How to choose prescription sunglasses?


Sometimes all the options available for those choosing prescription sunglasses can make the task so overwhelming that it is easier not to make the choice at all.  So to try to simplify the process let me highlight a few keys points when making your decision.


As with anything, you generally get what you pay for.  A more expensive set of sunglasses will mean you get a better quality and more comfortable frame.  The lens will have better optics, more comfortable tints and better scratch coatings.  That being said you can get good quality sunglasses without breaking the budget. My Recommendation: If you want an inexpensive lens, we have some starting at $20.

Base Curve

Base curve refers to how much wrap your sunglass lens has.  Wrap is desirable because it helps eleminate sun coming in from the side or behind the lens.  Optometrists have an instrument that can measure the base curve of the frame, but sunglasses are generally either 8 Base (lots of wrap) or 6 Base.  Frames that you use as your everyday clear lenses are usually between 2-6 Base.  High Wrap sunglasses (8 Base) look great without a prescription, but when you add a prescription to them, the lens can get very thick and distorted at the edges.   This means that unless you have a very low prescription, you should avoid wrap frames for your prescription sunglasses.  My Recommendation:  For a prescription sunglass, look for a 6 base frame for a good compromise in function and optics.
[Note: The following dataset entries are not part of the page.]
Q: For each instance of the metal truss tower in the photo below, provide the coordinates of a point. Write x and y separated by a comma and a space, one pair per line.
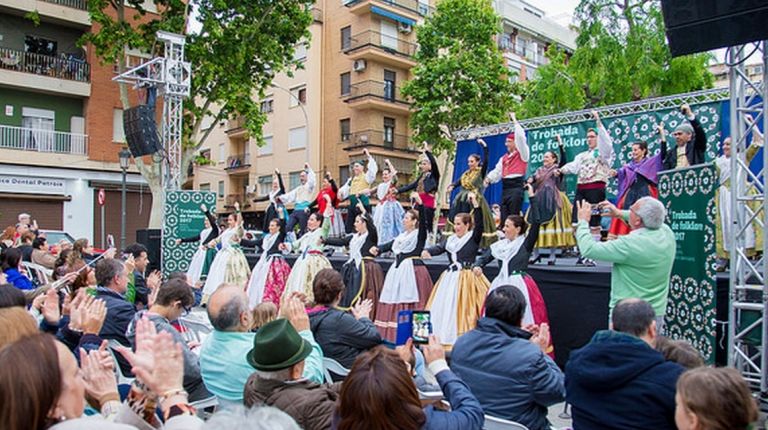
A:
748, 325
172, 76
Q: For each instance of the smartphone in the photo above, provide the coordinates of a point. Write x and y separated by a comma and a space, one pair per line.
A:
422, 327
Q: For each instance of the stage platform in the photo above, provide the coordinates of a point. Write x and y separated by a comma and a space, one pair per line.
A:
576, 298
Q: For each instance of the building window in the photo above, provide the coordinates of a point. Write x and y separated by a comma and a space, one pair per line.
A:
389, 131
344, 128
267, 106
118, 132
346, 38
267, 148
297, 138
298, 95
265, 184
346, 84
294, 180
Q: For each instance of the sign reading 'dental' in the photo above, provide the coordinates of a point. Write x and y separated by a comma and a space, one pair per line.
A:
31, 185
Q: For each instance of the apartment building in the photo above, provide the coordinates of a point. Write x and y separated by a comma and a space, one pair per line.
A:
61, 125
347, 98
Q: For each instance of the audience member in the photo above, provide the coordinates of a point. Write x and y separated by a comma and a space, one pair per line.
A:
175, 299
618, 380
341, 335
278, 356
642, 261
506, 366
714, 399
379, 393
223, 361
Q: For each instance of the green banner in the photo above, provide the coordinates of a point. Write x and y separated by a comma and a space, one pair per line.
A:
624, 130
182, 218
689, 195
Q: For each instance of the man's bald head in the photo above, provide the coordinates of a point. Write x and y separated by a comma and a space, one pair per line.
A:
228, 309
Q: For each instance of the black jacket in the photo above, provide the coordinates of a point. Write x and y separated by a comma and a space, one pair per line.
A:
341, 336
694, 149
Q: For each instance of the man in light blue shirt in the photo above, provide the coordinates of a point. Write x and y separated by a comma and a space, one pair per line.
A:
223, 361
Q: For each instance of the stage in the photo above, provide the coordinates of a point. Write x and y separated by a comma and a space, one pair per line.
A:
576, 298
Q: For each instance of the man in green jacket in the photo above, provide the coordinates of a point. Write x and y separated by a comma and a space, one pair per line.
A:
642, 260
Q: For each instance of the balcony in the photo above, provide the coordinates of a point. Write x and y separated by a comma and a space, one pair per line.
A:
383, 96
413, 9
378, 139
58, 74
375, 46
238, 165
30, 139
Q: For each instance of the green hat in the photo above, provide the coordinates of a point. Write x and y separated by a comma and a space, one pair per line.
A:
277, 346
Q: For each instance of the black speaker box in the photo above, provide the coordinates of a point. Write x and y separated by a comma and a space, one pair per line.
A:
701, 25
141, 130
151, 238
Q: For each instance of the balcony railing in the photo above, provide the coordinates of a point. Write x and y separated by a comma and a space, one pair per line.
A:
413, 6
382, 90
31, 139
390, 44
62, 66
75, 4
378, 138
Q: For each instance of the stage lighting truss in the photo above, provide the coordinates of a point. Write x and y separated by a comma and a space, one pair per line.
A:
171, 75
748, 326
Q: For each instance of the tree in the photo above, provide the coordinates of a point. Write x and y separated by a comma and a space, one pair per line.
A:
240, 47
460, 80
621, 56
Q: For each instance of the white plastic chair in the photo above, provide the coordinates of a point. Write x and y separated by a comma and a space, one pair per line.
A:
332, 366
493, 423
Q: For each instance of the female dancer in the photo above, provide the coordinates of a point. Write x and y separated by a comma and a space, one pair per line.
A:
271, 271
275, 205
388, 215
637, 179
471, 182
312, 259
512, 254
407, 284
551, 208
201, 261
356, 188
230, 265
363, 277
457, 299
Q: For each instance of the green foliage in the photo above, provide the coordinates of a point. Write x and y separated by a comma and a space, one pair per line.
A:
460, 80
621, 56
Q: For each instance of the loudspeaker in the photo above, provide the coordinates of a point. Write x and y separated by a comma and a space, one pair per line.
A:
141, 130
151, 238
701, 25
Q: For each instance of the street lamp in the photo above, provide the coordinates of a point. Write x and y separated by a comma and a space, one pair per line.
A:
125, 162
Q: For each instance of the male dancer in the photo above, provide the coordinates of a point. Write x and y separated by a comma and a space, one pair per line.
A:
593, 168
510, 169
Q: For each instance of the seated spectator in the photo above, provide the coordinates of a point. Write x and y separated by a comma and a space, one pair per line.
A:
679, 351
278, 355
714, 399
342, 336
175, 299
263, 313
40, 254
379, 393
618, 380
507, 367
223, 361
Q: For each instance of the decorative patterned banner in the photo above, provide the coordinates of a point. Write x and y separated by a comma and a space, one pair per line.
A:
183, 218
689, 195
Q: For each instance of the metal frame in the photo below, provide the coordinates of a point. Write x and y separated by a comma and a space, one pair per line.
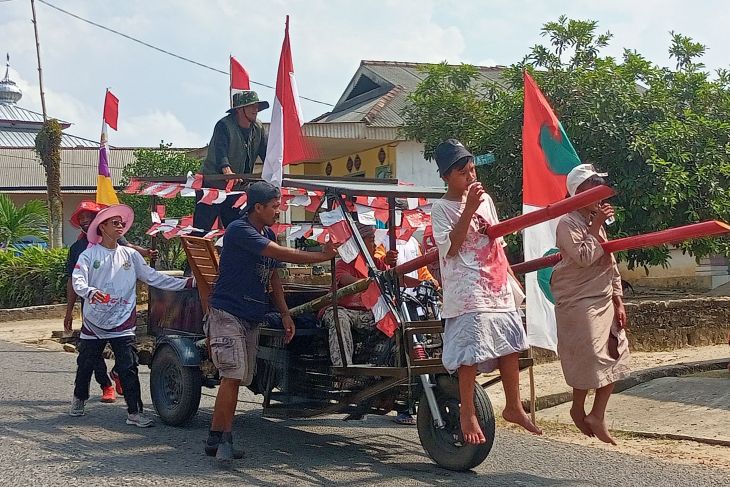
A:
392, 376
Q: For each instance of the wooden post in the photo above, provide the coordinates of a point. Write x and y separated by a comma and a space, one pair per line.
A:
531, 374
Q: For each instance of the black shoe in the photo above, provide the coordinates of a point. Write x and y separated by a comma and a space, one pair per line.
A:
213, 442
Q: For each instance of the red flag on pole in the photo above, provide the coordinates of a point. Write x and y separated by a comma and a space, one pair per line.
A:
239, 76
111, 109
286, 141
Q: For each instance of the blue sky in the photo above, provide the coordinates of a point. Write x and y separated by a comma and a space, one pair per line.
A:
165, 98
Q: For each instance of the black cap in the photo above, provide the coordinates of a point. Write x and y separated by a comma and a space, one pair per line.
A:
260, 192
448, 153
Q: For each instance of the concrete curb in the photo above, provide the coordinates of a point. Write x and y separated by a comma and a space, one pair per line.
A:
640, 377
672, 436
48, 311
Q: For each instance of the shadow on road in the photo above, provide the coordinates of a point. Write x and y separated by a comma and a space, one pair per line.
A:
277, 452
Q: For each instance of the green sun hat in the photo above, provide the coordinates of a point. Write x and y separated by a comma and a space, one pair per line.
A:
246, 98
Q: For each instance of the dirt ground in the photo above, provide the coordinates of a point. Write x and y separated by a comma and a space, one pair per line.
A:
548, 380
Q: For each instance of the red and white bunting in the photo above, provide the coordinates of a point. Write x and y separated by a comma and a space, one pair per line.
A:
163, 190
133, 186
279, 228
349, 249
241, 201
212, 196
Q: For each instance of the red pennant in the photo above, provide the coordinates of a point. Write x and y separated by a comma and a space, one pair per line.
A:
361, 265
209, 196
197, 181
370, 296
111, 109
239, 76
133, 186
388, 324
240, 201
279, 228
314, 204
340, 232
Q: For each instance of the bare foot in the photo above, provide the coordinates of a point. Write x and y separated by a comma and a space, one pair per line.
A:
520, 417
470, 428
579, 417
598, 427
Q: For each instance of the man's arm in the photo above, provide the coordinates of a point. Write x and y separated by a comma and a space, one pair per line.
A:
70, 293
144, 251
154, 278
277, 296
70, 302
262, 145
293, 256
474, 198
220, 141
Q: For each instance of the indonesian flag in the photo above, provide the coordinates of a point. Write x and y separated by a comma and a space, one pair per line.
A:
239, 78
286, 142
105, 193
547, 158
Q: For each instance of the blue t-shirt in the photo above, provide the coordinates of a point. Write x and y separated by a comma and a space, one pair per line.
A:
243, 277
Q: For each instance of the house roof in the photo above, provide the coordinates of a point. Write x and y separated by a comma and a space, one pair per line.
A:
13, 115
22, 171
378, 92
11, 138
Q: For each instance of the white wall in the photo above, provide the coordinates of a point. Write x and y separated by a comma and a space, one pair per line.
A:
413, 168
70, 202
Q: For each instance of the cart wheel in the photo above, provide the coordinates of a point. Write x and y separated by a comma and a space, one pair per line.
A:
443, 445
175, 388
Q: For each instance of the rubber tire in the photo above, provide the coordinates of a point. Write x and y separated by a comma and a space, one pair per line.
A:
174, 413
438, 443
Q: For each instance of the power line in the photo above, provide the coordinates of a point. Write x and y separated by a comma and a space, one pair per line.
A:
164, 51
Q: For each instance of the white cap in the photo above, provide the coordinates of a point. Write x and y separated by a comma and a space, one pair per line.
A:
579, 174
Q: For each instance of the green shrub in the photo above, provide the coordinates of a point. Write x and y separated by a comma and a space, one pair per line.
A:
34, 277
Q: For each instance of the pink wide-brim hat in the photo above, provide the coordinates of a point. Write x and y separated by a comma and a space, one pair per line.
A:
122, 211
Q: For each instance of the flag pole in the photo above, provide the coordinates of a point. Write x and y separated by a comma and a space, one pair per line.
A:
531, 374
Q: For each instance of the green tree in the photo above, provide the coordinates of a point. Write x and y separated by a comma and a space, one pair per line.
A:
162, 162
30, 219
662, 134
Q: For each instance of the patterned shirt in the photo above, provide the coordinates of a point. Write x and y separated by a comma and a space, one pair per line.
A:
475, 279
Polarization is often an overlooked option, mostly because of the price.  But once you have had a polarized lens you will never want a pair of sunglasses without it.  Polarization is the feature that eliminates horizontal glare off a wet road, water or any horizontal surface.  It makes lenses incredibly comfortable.  My Recommendation:  Splurge for the polarized lens, you won’t be disappointed.

Tint Colour

Tint colour affects the contrast of what you see.  Grey lenses will keep colours looking normal but will do little to improve contrast.  Blue or purple lenses will reduce contrast and that is why you don’t see sunglasses with this colour.  Brown or amber tints will tend to improve contrast and make things appear a little brighter.  There is not really any right or wrong with regards to tint, it is more about personal preference.  My Recommendation:  If you don’t have any preference, I would recommend an amber tint.

Anti-reflection Coating

Antireflection is a must for clear lenses but it serves a different purpose in sunglasses.  An antireflection coating on the front of the lens is not needed on sunglasses, however some high-end sun lenses will have an antireflection on the back of the lens which can eliminate reflections from sunlight that comes from behind you.  My Recommendation:  If the sunglass lenses come with a back surface antireflection coating great, but if not I don’t think you have to invest in it – invest in a polarized lens instead.

 UV Protection

UV protection is essential.  Fortunately even the least expensive sunlens will have a UV coating.  One important fact, that most are not aware of, is that UV protection has nothing to do with how dark the lens is.  The UV coating is a clear coating that blocks invisible UV light.  You can have a non-sunglass lens that blocks 100% of UV light.  My Recommendation:  UV Protection is essential to reduce the risk of earlier cataracts and macular degeneration.

Hopefully this will be enough to get you started.